Урна с пеплом долго стояла на столе его жены, Беллы, которая привезла мертвого Толю с Камчатки и еще месяц ждала разрешения на то, чтобы опустить урну в сырой комаровский песочек. Могила Клещенко в Комарове, под Ленинградом. За спиной внушительного креста Анны Ахматовой. На этом же кладбище лежат и другие писатели, которых я знал, с которыми пил вино, верил в «светлое будущее», играл в преферанс, а некоторых из них — просто любил. По-братски.
На «кладбище мыслей», то есть на книжной полке, составленной из книг моих друзей, — несколько томов прозы Анатолия Клещенко, а также — итоговый сборник стихов. Писателем он был одаренным, человеком — незаурядным, судьбы — необыкновенной.
Но вернемся к разговору о кладбищах Лавры и Литераторских мостков, то есть к некрополям с печатью вечности, зрелого историзма, которые сопутствовали Петербургу — Петрограду в его развитии, вернемся, чтобы завершить главу, посвященную деликатной теме, в тонах если не восторженных, то возвышенных, ибо, чем дальше от нас разлука с тем или иным гением, чем глубже в земле его могильная плита или крест, тем освобожденнее наша мысль от расстанной печали, тем академичнее, музейнее, корректнее наше право толковать об этих «садах скорби» без диктата уныния, ибо все, что рано или поздно сливается воедино с землей, обретает не только статус самой планеты, но и — нерасщепленность вселенской космогонической тайны. Все живое, в том числе и конструкции людских душ, остается частью небесного хозяйства, планетарных пространств и структур, и этому их свойству не будет помехой тот факт, что некоторые «конструкции», уходя, оставляют по себе немеркнущую память в умах поколений.

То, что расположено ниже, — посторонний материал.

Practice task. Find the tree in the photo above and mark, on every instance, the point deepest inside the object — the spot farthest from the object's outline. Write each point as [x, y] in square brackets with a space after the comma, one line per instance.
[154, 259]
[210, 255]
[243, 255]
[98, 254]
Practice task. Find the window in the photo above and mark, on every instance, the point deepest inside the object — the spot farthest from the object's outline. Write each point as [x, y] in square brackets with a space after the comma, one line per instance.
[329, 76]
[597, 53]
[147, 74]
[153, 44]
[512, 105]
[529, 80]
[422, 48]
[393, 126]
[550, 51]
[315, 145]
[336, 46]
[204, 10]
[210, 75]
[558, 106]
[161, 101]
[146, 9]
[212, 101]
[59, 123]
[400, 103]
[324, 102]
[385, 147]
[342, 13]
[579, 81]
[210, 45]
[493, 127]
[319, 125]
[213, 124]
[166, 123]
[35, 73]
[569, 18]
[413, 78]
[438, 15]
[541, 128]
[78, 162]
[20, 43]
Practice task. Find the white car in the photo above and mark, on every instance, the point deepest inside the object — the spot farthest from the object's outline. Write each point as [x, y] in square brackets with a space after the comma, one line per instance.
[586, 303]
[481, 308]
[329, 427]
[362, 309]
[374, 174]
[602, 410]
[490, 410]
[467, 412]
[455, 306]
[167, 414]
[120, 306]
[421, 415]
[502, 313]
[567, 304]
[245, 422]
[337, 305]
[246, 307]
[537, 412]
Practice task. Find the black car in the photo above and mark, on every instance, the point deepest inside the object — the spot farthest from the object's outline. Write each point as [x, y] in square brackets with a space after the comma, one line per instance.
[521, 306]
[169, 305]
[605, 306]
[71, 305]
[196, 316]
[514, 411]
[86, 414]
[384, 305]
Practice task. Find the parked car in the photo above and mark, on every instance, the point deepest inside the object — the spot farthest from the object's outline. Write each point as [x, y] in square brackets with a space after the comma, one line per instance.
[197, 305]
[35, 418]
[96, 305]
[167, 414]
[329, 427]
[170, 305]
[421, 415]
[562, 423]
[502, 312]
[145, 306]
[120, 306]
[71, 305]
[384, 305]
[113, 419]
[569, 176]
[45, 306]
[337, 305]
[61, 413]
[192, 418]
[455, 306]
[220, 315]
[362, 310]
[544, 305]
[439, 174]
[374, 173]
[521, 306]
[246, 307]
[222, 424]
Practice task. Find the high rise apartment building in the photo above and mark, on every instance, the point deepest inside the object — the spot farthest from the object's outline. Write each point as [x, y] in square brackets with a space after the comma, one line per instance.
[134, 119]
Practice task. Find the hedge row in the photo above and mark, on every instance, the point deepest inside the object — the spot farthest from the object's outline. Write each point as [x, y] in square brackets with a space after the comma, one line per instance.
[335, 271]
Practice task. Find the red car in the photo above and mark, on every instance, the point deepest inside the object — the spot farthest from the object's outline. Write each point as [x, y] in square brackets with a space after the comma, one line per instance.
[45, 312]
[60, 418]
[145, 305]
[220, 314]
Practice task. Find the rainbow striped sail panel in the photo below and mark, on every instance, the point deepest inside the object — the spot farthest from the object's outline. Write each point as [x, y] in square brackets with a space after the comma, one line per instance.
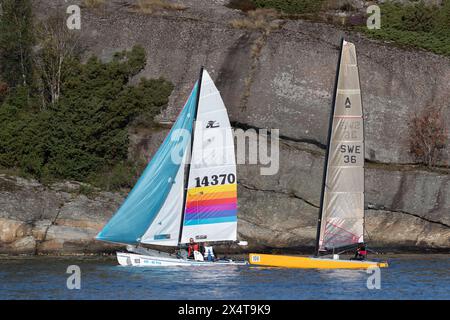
[213, 204]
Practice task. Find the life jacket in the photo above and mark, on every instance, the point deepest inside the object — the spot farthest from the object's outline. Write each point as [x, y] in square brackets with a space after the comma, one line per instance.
[208, 251]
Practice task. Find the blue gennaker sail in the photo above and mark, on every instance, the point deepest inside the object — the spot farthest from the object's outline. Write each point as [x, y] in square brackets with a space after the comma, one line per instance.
[147, 197]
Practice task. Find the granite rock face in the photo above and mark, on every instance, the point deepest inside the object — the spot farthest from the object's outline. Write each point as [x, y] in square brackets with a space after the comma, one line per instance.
[290, 89]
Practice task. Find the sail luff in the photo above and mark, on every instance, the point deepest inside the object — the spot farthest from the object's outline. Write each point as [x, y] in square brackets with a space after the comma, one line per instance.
[343, 197]
[211, 202]
[186, 181]
[327, 152]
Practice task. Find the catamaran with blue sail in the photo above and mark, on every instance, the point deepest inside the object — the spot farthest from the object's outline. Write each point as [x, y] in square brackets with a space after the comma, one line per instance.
[188, 189]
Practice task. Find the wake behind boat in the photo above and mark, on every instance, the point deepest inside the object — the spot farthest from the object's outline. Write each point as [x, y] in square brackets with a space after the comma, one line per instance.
[187, 191]
[341, 214]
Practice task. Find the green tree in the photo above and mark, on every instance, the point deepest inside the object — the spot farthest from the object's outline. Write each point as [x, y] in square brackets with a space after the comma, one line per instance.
[16, 41]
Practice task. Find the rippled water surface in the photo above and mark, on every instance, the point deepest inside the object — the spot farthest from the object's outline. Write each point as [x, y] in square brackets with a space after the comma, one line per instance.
[408, 277]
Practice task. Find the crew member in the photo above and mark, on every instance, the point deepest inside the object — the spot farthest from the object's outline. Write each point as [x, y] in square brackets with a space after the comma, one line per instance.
[361, 252]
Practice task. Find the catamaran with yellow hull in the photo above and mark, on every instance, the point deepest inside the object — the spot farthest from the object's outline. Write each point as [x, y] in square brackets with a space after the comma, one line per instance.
[341, 214]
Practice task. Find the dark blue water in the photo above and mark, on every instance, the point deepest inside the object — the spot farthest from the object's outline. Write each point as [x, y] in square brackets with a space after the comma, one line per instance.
[408, 277]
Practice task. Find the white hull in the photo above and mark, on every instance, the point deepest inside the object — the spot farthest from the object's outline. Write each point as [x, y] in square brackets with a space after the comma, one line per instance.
[139, 260]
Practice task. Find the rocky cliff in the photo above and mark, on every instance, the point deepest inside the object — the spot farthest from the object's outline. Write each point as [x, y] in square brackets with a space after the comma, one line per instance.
[282, 80]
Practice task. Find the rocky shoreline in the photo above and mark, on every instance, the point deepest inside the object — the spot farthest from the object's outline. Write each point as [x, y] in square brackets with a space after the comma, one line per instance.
[59, 219]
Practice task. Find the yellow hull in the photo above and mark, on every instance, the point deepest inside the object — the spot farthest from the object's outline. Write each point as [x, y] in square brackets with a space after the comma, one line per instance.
[270, 260]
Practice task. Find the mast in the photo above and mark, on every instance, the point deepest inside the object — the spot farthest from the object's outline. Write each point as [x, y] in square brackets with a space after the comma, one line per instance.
[186, 181]
[325, 168]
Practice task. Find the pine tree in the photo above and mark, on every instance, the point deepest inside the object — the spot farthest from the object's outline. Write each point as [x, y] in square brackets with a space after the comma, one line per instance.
[16, 41]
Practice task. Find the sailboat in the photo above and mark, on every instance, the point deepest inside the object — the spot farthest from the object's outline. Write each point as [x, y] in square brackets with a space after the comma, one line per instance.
[341, 214]
[188, 189]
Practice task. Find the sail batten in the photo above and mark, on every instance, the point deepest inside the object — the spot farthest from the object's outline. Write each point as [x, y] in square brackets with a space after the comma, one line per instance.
[342, 216]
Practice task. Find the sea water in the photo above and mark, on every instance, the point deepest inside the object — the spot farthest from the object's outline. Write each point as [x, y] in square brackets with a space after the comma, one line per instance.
[408, 277]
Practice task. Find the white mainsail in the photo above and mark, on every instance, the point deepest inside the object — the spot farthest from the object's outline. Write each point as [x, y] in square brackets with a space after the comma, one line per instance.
[342, 217]
[211, 202]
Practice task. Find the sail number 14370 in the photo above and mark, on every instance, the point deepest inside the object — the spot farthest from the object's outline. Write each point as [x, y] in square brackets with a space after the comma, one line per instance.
[215, 180]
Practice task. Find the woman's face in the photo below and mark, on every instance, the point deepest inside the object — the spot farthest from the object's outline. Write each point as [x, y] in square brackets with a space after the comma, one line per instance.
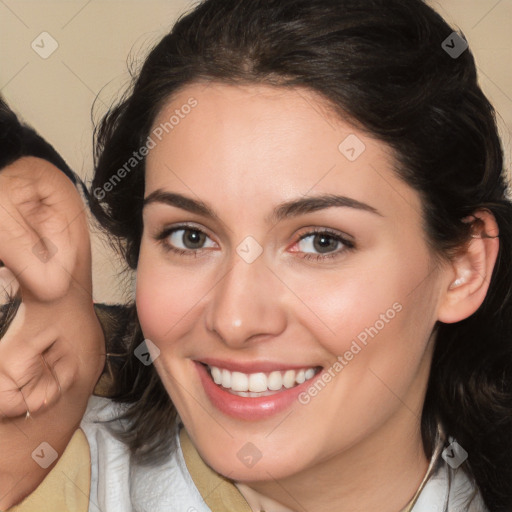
[285, 278]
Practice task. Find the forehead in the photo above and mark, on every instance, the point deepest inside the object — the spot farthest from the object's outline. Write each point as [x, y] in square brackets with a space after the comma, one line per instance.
[274, 143]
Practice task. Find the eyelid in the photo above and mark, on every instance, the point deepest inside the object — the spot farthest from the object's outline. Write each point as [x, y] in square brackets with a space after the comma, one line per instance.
[346, 240]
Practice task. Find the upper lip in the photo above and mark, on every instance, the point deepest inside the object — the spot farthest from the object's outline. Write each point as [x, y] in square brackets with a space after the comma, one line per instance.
[254, 366]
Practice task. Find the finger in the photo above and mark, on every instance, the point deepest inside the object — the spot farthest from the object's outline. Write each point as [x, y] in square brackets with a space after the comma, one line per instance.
[41, 223]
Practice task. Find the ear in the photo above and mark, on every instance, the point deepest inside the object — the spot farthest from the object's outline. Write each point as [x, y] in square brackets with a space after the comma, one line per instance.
[470, 273]
[44, 237]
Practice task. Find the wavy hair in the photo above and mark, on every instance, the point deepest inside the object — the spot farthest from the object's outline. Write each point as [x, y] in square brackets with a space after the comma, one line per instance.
[380, 64]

Захоронения значительных людей воспринимаются подчас не как могилы, но как мемориальные знаки, а то и просто как памятники этим людям. Надгробная плита, вмонтированная в каменный пол церкви в Александро-Невской лавре, на плоскости которой выбито: «Здесь лежит Суворов», вызывает у патриотически настроенного посетителя Лавры не кладбищенские потерянные чувства, а чаще — стойкое ощущение гордости за немеркнущую славу русского оружия, солдатского мужества. За отсутствием в городе на Неве памятника Ф. М. Достоевскому, чье художническое око пронизало извивы этого города, ленинградцы, а также приезжие граждане со всего мира приходят в Лавру, чтобы поклониться надгробному бюсту великого гуманиста. А заодно и бронзовому подобию композитора П. И. Чайковского, сидящего на металлическом диванчике в окружении ангелов, словно в окружении дивных мелодий, непревзойденным извлекателем коих из природы российского бытия был этот человек.

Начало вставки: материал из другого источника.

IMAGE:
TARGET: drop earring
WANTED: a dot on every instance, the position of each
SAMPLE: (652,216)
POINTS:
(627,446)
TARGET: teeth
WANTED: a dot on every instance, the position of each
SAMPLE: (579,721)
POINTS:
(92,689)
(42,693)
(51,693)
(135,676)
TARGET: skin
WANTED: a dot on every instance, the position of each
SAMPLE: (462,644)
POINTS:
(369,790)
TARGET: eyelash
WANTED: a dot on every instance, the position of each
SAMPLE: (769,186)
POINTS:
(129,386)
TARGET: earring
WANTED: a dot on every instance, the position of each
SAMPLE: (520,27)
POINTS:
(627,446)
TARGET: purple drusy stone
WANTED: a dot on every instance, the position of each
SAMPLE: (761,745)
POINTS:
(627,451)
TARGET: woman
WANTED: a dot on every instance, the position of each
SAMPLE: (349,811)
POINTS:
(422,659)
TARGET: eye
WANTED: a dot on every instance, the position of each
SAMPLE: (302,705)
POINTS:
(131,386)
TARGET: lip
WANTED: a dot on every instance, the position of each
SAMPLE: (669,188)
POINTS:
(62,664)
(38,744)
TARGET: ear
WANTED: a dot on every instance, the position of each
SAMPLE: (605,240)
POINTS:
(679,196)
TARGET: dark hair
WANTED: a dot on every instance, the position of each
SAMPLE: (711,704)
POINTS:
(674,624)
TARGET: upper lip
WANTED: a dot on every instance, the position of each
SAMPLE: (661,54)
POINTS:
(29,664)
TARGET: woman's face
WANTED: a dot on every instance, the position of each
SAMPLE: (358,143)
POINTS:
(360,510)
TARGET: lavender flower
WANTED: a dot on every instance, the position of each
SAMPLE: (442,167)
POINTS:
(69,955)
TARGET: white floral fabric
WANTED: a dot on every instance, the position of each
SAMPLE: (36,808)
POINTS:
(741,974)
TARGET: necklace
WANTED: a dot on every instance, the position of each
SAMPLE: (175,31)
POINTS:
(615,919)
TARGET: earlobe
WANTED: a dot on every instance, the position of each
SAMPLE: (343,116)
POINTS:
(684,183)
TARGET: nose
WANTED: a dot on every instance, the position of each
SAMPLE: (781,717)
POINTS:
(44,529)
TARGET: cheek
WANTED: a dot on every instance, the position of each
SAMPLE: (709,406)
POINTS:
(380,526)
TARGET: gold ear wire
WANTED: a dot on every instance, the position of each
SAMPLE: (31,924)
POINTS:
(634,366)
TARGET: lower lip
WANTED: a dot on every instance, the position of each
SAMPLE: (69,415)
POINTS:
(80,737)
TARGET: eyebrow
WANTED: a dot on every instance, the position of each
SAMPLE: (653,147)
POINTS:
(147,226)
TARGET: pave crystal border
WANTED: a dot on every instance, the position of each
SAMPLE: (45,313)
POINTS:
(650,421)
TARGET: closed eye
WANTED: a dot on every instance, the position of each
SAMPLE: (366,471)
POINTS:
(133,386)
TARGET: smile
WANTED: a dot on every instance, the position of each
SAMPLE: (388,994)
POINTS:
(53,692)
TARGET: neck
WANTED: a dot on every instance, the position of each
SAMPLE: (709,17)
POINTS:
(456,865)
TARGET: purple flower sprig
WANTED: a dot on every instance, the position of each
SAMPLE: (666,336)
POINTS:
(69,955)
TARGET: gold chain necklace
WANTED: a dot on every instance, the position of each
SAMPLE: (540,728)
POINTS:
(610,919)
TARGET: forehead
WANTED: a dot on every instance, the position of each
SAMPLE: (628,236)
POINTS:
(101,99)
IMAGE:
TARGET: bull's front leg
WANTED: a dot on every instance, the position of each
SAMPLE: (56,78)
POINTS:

И здесь самое время обмолвиться об одном невольном сопоставлении, которое пришло в голову только что. Отдыхая от сочинения настоящих «Записок», а точнее — от импровизации при помощи слова и памяти, вот уже несколько дней малыми дозами читаю в перерывах мемуары Ирины Одоевцевой «На берегах Невы», где она в изящной манере пытается воспроизвести дыхание и изысканные конвульсии литературной жизни Петрограда первых трех послереволюционных лет. В коллекции ее лирического романа содержатся и по мере сил живут известные поэтические имена, ярчайшие таланты — такие, как Гумилев, Мандельштам, Блок, Ахматова, Кузмин, Георгий Иванов и другие звезды «серебряного века» поэтической России, с которыми Одоевцева существовала бок о бок. Она знала их «живьем». Мне же в своих «Записках» приходится довольствоваться знаменитыми призраками, и для этого я вынужден посещать кладбища, куда заботливое время рассовало моих персонажей. А те из живых, что вынуждены селиться в этих «Записках», к сожалению, не столь знамениты, как друзья Ирины Одоевцевой, хотя и неповторимы по-своему, и талантливы, а в отдельных случаях — даже очень.
Было время (в извивах духа присутствовал задор, а в членах — упругость), когда несколько весен подряд наезжал я с друзьями на Литераторские мостки Волкова кладбища с цветами рыночно-романтического свойства, преимущественно с сиренью. Сирени на всех любимых писателей не хватало, приходилось отщипывать от букета по маленькой веточке. И самая первая гроздь — на еще холодный, только что переживший очередную зиму черный камень Тургенева, которого я обожал тогда не столько за гениальные «Записки охотника» и даже не за властно-чарующее высказывание о русском языке («О, великий и могучий…»), сколько за эталонный образ русского писателя, красавца с европейской статью и славянской расплывчатостью лика массивной головы, лика, теряющегося в дремучей, хотя и тайно, исподволь ухоженной, дрессированной бороде.